Nobody is gaslighting anyone. But you are engaging in a deeper conversation about terminology while still sometimes referring to “sex” and “gender” unqualified as though this is clear terminology. As I’ve already said, I think it would reduce misunderstandings if we avoid referring vaguely to “sex” and “gender” unqualified. The standard terminology that makes clear what aspect of these things you are referring to is:
biological sex (not a term I love, but it seems to be widespread)
sex assigned at birth (i.e. biological sex assigned at birth, historically assumed to be congruent with gender identity)
gender identity (mental state)
gender expression (behavior)

I don’t think using this standard technology involves any concession to the significance or character any of these things.

Any such feelings can be valid, depending on the circumstances. But I didn’t object to JKR’s feelings - I objected to her inaccurate and insulting language.

Which inaccurate and insulting language?

This probably would apply to some folks without penises, so that wouldn’t really be exact either. What’s the determining factor, or the correlating factor?

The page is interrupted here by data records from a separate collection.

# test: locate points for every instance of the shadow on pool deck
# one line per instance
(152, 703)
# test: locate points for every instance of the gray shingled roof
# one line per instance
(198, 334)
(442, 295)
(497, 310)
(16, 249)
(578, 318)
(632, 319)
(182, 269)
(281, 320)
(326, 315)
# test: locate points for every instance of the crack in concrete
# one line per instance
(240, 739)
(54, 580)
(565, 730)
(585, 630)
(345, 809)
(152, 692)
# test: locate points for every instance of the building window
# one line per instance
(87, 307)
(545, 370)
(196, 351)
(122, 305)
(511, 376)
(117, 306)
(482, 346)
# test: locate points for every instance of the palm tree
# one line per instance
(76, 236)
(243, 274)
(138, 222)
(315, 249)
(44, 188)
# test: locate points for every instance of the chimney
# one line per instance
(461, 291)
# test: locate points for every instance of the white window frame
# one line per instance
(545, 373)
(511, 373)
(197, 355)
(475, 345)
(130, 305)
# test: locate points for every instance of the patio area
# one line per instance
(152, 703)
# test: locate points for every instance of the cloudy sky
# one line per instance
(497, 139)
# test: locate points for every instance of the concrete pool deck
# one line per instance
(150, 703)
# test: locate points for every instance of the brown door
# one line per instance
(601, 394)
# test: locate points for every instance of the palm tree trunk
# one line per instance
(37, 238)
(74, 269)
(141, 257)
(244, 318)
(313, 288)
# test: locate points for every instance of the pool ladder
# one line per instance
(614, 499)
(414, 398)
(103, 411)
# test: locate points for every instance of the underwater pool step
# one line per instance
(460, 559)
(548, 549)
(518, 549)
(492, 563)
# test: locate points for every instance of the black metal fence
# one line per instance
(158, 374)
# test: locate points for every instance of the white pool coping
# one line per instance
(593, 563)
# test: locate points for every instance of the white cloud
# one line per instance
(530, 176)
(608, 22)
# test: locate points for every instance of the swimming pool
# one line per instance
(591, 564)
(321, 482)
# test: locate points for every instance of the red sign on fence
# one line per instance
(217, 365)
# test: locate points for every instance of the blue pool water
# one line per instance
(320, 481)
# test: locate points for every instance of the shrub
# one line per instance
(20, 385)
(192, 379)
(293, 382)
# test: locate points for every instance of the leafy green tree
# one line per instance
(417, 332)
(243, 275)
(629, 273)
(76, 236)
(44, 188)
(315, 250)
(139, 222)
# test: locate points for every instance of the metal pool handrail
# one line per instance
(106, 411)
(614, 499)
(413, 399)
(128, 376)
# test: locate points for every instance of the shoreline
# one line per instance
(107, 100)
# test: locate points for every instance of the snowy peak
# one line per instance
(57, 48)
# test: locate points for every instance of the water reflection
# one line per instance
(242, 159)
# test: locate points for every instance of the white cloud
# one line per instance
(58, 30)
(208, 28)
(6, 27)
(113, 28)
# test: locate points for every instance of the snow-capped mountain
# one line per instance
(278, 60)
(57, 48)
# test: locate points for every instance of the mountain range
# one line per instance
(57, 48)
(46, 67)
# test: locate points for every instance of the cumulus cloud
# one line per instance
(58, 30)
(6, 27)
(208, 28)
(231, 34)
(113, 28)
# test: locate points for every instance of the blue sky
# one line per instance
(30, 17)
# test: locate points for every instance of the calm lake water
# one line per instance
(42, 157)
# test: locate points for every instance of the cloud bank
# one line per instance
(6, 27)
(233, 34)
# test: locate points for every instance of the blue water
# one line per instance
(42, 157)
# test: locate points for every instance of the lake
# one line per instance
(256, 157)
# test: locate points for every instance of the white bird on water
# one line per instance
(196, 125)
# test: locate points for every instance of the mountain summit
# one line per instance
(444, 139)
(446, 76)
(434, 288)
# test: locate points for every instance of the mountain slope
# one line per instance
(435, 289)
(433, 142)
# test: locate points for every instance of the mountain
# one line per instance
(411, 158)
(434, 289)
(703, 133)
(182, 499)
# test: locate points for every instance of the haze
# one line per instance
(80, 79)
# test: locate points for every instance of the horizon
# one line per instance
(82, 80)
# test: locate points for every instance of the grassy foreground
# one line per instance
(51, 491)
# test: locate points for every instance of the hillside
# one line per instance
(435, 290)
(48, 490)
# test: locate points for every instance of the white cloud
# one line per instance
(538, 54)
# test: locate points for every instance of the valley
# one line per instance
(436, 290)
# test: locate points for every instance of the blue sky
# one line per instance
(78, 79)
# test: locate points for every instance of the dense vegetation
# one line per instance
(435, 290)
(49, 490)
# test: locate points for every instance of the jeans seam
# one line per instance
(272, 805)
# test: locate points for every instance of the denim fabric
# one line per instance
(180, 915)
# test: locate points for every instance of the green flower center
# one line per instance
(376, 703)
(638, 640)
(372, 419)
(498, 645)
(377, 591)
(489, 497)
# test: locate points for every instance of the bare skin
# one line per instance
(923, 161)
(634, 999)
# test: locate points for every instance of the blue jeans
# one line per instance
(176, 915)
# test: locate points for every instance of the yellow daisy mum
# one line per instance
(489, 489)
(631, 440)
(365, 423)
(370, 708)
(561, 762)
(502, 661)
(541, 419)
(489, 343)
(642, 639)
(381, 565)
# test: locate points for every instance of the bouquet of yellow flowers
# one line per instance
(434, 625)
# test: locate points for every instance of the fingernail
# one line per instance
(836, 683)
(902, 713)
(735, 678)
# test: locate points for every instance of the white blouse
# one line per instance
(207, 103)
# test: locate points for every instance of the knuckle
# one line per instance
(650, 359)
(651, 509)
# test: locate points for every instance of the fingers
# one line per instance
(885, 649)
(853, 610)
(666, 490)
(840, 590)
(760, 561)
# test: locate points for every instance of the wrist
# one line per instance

Testosterone? Testicles? XY chromosome? Whatever that is would be the best descriptor, IMO.

And I get why she was annoyed. The article was about the challenges women face globally with menstruation. But instead of using the social construct label that describes that group (and has always described that group), we get called “menstruators”.

I’m not fixing to protest in the streets over the word, but her complaint isn’t that unreasonable to me. People like JK feel like menstruators does an “all lives matter” on women’s oppression. Women aren’t restricted to the menstrual hut just because menstruate. They are sent there because they belong to a class of people who have little power in most places in the world. Reducing it to menstruation misses the point by a mile.

It’s kind of like how people make racial discrimination out to be a matter of skin color. That might useful shorthand sometimes, but it glosses over the fact that you can have light skin and still be seen as inferior. So “people of color” is a sociopolitical term–one that shouldn’t be taken literally. “Menstruators” in the context that JK was objecting to suggests the problem is one of menstruation rather the problem of misogyny and lack of female empowerment.

The tweet I quoted above (plus some other stuff, like “contagion” to describe transgender). Didn’t we already discuss this pretty specifically?

But it was about the distribution of supplies for menstruation. It wasn’t about something general for women - it was specifically about tampons and stuff like that. Why is it inappropriate to refer to people who menstruate when the topic, very specifically, is about supplies for menstruation? The article specifically referred to women, girls, and others who menstruate, because this larger category faces shared challenges due to oppression with regards to supplies for menstruation.